Milestones of Hearing Development
Hearing plays a key role in your child’s social, emotional and cognitive development. Children learn to communicate by imitating sounds they hear. Therefore, even a mild hearing loss can affect your child’s ability to speak and understand language. Early detection is key. At Hearing Evaluation Services (HES), we use our expertise and state-of-the-art technology to diagnose and treat hearing loss so that your child can live life to their fullest potential. HES believes that all parents and caretakers should have access to useful information to help them determine whether or not their child’s hearing is developing properly.
The following developmental guidelines can help you determine if your child is hearing normally. All children develop at a slightly different rate, but if you suspect your child is not hearing normally, it is critical that you have his or her hearing tested immediately. Early intervention is the most important step to avoiding developmental, speech, and language delays.
Birth to Three Months
A newborn should respond to sound by waking, startling or crying. Infants may also appear to pay attention to voices and may be soothed by the sound of a familiar voice.
At three months, babies have control of their eye movements. They will respond to sound by making eye movements to see where the sound is coming from. You will notice your child’s increased awareness of voices, and he or she may smile when spoken to. Your child may enjoy toys that make interesting sounds, such as rattles.
Children at six months of age are able to turn their head in an attempt to locate sounds. They should begin to respond to the sound of their name, as well as the word, “no,” or other changes in the tone of your voice. By this age, children are babbling and producing a variety of speech-like sounds.

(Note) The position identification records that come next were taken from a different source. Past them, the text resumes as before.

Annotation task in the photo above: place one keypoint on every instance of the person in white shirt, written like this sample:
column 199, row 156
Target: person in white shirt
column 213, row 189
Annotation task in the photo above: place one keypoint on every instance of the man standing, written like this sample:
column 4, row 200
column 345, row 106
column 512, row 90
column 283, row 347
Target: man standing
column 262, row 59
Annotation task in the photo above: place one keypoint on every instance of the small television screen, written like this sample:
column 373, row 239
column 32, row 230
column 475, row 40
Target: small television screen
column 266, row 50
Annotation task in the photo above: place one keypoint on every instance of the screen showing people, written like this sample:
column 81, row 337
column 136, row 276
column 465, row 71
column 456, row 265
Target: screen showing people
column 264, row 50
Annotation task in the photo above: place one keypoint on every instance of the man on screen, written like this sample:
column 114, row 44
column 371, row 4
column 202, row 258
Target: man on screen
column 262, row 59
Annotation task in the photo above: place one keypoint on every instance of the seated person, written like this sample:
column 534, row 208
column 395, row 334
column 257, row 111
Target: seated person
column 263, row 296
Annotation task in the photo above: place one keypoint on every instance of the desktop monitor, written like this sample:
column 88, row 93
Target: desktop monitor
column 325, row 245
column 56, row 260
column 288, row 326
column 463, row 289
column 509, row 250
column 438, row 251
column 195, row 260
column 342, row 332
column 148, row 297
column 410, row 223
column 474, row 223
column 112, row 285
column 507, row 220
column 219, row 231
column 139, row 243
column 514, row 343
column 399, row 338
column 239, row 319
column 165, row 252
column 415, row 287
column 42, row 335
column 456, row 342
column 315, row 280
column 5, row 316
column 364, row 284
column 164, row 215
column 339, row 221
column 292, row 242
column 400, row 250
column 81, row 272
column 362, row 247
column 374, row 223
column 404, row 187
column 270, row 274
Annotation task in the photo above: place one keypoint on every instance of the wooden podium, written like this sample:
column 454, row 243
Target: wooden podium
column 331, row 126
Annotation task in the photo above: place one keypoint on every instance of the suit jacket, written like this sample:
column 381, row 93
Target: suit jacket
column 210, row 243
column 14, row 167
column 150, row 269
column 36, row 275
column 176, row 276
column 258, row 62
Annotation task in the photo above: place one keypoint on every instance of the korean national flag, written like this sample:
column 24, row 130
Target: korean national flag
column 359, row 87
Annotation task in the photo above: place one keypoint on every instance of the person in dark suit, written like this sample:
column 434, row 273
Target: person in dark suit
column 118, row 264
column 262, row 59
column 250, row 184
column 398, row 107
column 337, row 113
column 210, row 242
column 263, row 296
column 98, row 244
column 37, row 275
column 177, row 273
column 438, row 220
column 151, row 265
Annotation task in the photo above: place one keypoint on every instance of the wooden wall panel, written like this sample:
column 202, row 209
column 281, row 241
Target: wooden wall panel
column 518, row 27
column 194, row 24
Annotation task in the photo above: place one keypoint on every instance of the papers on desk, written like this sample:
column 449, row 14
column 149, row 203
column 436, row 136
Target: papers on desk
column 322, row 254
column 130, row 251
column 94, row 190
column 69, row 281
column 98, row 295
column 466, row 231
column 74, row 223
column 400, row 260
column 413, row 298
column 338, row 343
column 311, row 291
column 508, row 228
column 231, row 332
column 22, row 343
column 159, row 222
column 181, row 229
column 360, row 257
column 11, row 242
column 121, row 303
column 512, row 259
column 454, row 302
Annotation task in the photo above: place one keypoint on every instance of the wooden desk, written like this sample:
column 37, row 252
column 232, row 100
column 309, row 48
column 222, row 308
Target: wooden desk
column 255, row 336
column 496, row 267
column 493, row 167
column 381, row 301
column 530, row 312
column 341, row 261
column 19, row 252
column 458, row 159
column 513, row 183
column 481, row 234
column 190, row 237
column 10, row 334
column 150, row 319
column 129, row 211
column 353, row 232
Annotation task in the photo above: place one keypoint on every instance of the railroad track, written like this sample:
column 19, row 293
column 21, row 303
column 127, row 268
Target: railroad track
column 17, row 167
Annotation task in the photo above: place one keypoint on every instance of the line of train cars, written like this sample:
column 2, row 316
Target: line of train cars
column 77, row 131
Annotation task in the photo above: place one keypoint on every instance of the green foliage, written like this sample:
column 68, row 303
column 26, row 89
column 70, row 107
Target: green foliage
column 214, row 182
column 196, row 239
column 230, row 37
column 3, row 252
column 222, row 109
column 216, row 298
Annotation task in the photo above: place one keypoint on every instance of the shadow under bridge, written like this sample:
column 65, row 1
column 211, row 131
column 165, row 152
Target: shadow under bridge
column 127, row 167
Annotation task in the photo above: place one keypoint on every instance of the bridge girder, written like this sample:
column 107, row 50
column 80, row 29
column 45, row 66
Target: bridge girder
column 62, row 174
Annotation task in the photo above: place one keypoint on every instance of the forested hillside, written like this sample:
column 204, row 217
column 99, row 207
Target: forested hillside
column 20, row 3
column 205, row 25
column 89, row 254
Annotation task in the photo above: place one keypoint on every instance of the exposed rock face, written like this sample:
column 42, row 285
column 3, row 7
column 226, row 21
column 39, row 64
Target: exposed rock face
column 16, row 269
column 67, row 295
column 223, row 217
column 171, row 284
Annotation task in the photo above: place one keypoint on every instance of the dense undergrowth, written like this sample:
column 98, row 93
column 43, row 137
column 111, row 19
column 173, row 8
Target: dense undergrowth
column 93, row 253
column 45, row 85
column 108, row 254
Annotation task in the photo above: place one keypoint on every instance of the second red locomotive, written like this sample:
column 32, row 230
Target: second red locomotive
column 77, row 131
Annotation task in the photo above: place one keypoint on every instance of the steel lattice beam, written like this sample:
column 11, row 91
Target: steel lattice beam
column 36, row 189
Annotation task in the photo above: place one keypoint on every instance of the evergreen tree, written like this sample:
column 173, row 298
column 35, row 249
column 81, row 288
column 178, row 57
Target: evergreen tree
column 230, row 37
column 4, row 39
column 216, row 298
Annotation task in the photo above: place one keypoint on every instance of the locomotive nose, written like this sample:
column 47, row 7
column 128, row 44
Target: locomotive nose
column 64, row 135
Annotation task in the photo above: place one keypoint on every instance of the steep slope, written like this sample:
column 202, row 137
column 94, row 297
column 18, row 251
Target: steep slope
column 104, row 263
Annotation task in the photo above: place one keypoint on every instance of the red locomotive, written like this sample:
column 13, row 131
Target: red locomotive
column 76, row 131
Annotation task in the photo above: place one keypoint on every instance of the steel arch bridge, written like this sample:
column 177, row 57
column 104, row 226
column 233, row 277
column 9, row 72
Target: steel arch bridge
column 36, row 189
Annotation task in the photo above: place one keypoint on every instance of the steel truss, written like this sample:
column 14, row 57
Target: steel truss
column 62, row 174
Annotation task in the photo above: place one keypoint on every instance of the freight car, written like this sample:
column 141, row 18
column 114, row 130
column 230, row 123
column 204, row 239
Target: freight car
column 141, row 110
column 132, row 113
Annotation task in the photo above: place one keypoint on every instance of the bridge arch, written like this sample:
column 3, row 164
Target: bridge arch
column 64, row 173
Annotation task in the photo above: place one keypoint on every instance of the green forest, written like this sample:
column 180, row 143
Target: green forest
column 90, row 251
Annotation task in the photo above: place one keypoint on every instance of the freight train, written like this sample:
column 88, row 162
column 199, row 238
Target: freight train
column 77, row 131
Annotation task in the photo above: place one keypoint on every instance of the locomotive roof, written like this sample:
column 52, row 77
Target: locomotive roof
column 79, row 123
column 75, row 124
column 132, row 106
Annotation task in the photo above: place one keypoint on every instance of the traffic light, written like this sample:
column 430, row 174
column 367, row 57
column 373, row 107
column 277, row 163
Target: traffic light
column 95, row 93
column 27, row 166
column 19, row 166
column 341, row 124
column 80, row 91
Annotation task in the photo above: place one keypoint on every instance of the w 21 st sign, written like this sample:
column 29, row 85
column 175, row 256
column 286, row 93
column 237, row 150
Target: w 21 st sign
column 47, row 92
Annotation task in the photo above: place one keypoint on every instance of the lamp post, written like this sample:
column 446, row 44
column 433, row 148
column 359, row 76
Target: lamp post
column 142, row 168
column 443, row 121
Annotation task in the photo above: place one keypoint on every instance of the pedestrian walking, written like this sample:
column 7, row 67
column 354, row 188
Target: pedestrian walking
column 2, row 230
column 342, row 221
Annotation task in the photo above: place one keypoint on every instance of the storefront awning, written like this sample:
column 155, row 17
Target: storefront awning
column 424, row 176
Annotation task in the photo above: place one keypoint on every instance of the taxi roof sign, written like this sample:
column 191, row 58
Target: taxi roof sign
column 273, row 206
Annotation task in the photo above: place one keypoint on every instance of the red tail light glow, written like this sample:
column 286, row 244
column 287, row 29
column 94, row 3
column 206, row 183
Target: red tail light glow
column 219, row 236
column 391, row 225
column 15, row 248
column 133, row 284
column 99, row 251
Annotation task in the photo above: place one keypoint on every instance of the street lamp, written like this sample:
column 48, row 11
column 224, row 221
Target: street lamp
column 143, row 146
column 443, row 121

A one-year-old can recognize common words and understand simple requests (e.g., “Look at Daddy!”). They can imitate and repeat speech sounds and may begin trying to say their first words.

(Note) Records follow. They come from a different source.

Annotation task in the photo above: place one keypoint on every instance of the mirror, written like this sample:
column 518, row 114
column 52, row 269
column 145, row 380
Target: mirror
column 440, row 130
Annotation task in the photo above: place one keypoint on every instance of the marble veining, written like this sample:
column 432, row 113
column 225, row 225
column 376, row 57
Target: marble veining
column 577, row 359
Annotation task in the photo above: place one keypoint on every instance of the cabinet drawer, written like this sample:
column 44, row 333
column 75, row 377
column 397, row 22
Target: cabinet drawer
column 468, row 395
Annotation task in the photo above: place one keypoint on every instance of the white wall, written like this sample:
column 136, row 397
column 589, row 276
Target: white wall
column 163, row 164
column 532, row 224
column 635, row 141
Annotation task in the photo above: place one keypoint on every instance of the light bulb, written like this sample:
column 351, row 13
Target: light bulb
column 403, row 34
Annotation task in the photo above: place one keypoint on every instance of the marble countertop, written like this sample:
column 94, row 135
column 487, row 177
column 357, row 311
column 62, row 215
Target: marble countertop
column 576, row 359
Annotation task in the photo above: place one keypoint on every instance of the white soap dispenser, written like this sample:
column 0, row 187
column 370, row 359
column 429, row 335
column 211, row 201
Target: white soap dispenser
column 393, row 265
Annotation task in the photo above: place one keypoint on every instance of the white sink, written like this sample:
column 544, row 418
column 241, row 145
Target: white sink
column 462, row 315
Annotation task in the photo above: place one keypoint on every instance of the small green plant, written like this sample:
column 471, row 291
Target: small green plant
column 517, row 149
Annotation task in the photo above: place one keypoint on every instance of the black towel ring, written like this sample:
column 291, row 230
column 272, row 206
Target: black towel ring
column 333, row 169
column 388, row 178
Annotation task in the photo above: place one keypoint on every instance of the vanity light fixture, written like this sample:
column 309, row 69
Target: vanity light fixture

By one and a half years of age, children should have around 50 words in their vocabulary. They should respond to simple commands (e.g. “Give me the ball.”) and should point and vocalize to communicate about things going on around them.
A two-year-old should have a large vocabulary of 200 words or more. When speaking, they should be using two or more words at a time (e.g., “Go bye-bye” or “Play ball, Daddy”). Your child should be able to point to pictures in a book, and identify or point to body parts.
Children begin to use language in more complex ways by the time they are three years old. They should be able to participate in short conversations, and will begin to add endings, such as –ing or –ed, to words.
If you suspect your child may be suffering with a hearing loss, early testing and diagnosis can ensure your child is treated, and able to excel developmentally, academically, and socially.